American optical engineer

James Clair Wyant (July 31, 1943 – December 8, 2023) was a professor at the College of Optical Sciences at the University of Arizona where he was Director (1999–2005) and Dean (2005–2012). He received a B.S. in physics from Case Western Reserve University and M.S. and Ph.D. in optics from the Institute of Optics at the University of Rochester.

==Career==
He was a founder of the WYKO Corporation and served as its president and board chairman from 1984 to 1997. He was also a founder of the 4D Technology Corporation and served as its board chairman. Wyant was a member of the National Academy of Engineering, a Fellow of Optica, SPIE (International Society of Optics and Photonics), and the Optical Society of India, an honorary member of the Optical Society of Korea, and former editor-in-chief of the OSA journal Applied Optics.

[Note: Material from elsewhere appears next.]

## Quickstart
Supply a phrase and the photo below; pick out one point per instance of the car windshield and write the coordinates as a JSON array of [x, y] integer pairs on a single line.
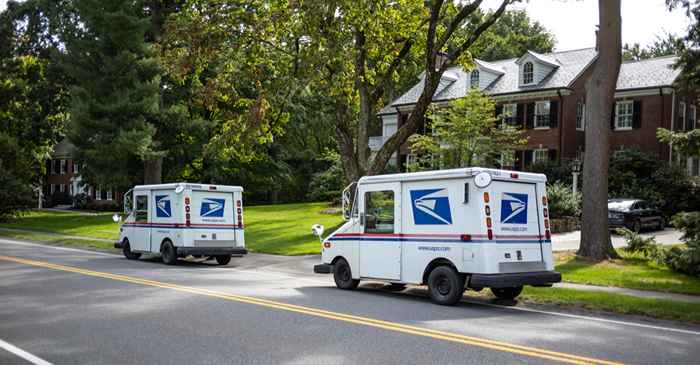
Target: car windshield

He was the 2010 president of OSA and the 1986 president of SPIE. Since 2010, he had been a member of the Board of Trustees of Case Western Reserve University. In April 2019, the College of Optical Sciences at the University of Arizona was renamed to be the James C. Wyant College of Optical Sciences in his honor.

== Awards ==

- AccountabilIT Lifetime Achievement Award from the Arizona Technology Council, 2019
- SPIE Visionary Award, 2019
- Optica Joseph Fraunhofer Award
- SPIE Gold Medal, 2003
- SPIE Technology Achievement Award
- SPIE Chandra Vikram Award
- University of Rochester College of Engineering Distinguished Alumnus Award
- Doctorado Honoris Causa from the Instituto Nacional de Astrofisica, Optica y Electronica in Puebla, Mexico.
- Arizona's “Innovator of the Year” Product Award
- Tom Brown Excellence in Entrepreneurship Award
- University of Arizona Technology Innovation Award;
- Arizona Technology Council William F. McWhortor Award.